# Quickmodel
A simple command project I'm putting together. Goal: User runs the file with a specific search term, and the program returns a pickled ML model that is trained to recognize images of the search term. 

In [1]:
import tensorflow as tf
from tensorflow import keras 
from tensorflow.keras.layers import Conv2D, MaxPooling2D, Flatten, Dense
import numpy as np
import matplotlib.pyplot as plt
import os
from tensorflow.keras.optimizers import SGD
img_dir = os.listdir('../data/')
img_count = len(img_dir)
type(img_dir)

list

First, let's generate our dataset from our existing files. Luckily, ``keras`` has a nice way of implementing this from their Image library.

In [2]:
image_generator = tf.keras.preprocessing.image.ImageDataGenerator(
    rotation_range=20,
    width_shift_range=0.2,
    height_shift_range=0.2,
    horizontal_flip=True,
    rescale=1./255, 
    validation_split=0.3
)

IMG_HEIGHT = 256
IMG_WIDTH = 256
BATCH_SIZE=20
STEPS_PER_EPOCH = np.ceil(img_count/BATCH_SIZE)

train_generator = image_generator.flow_from_directory(directory='../data',
                                                     target_size=(IMG_HEIGHT, IMG_WIDTH),
                                                     classes = ['Eggs', 'NOT-Eggs'], #should come from script parameter
                                                     subset='training',
                                                     class_mode='binary') 
validation_generator = image_generator.flow_from_directory(directory='../data',
                                                          target_size=(IMG_HEIGHT, IMG_WIDTH),
                                                          classes= ['Eggs', 'NOT-Eggs'],
                                                          subset='validation',
                                                          class_mode='binary')
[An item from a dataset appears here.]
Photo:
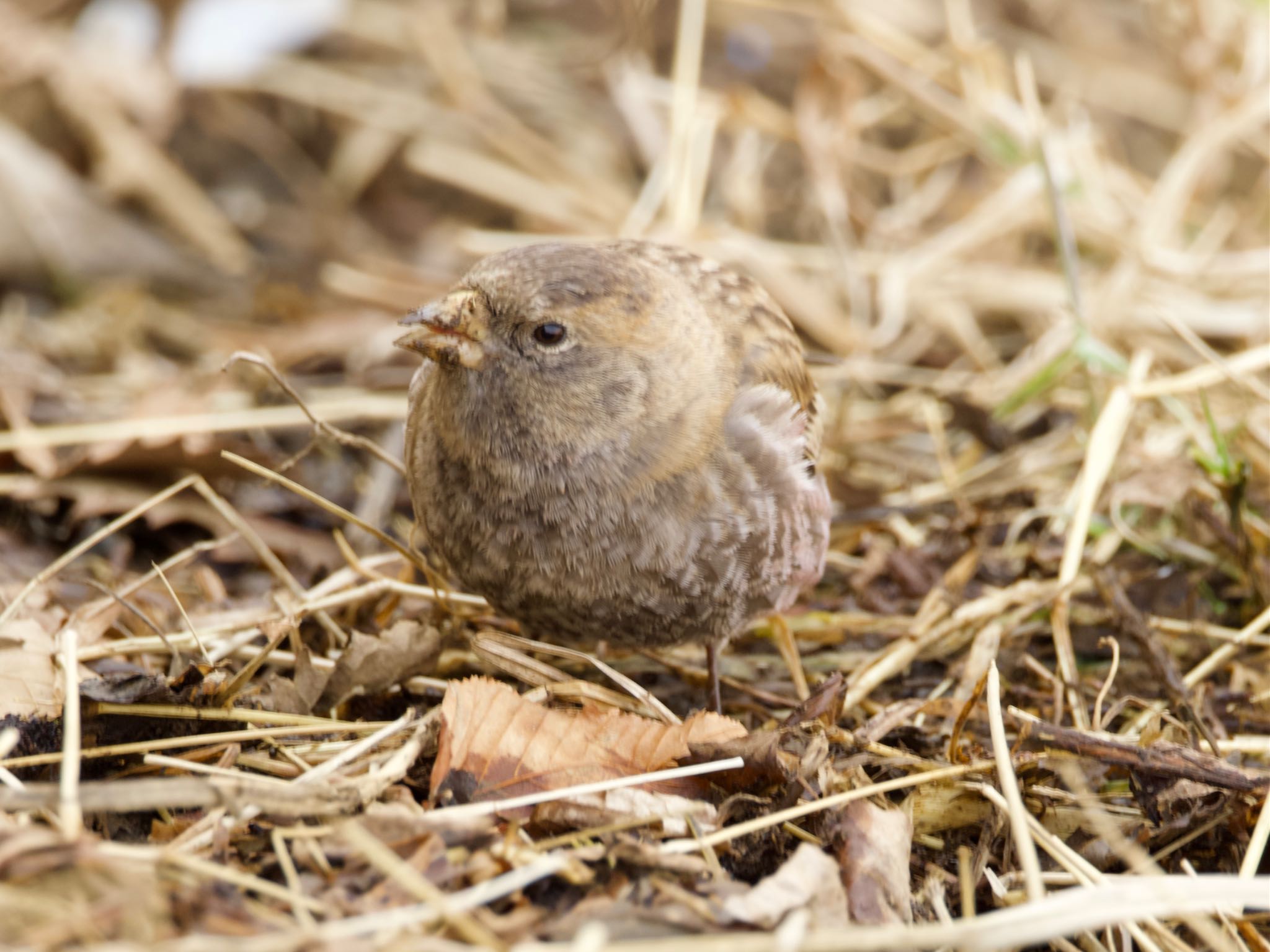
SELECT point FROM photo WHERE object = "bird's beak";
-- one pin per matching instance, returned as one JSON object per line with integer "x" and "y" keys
{"x": 450, "y": 331}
Found 126 images belonging to 2 classes.
Found 54 images belonging to 2 classes.


Now that we have our dataset, we need to construct a model and train it.

In [3]:
model = keras.models.Sequential([
    Conv2D(32, 3, padding='same', activation='relu'),
    MaxPooling2D(),
    Conv2D(64, 3, padding='same', activation='relu'),
    MaxPooling2D(),
    Conv2D(64, 3, padding='same', activation='relu'),
    MaxPooling2D(),
    Conv2D(32, 2, padding='same', activation='relu'),
    MaxPooling2D(),
    Flatten(),
    Dense(256, activation='relu'),
    Dense(1, activation='sigmoid')
])

opt = SGD(lr=0.01, decay=1e-6, momentum=0.9, nesterov=True)
model.compile(optimizer=opt,
              loss='binary_crossentropy',
              metrics=['accuracy'])


Now, let's train and test our model. Keep in mind, the dataset is quite small so accuracy might be low. We will probably need to generate more augmented data. 

In [None]:
from tensorflow.keras.callbacks import EarlyStopping

model.fit(
    train_generator,
#     steps_per_epoch = train_generator.samples // BATCH_SIZE,
    validation_data = validation_generator, 
#     validation_steps = validation_generator.samples // BATCH_SIZE,
    epochs = 30,
#     callbacks=[EarlyStopping(monitor='val_loss', patience=4)],
)

Epoch 1/30
Epoch 2/30
Epoch 3/30
Epoch 4/30
Epoch 5/30
Epoch 6/30
Epoch 7/30
Epoch 8/30
Epoch 9/30
Epoch 10/30
Epoch 11/30
Epoch 12/30
Epoch 13/30
Epoch 14/30

In [7]:
import numpy as np
print(model.history.history['val_accuracy'][-1])

0.88


Our model is performing at about 88% cross-validated accuracy. Definitely not amazing, and there are architectural improvements that I have in mind to work on in the future, but this is far better than the 60% baseline I started out with.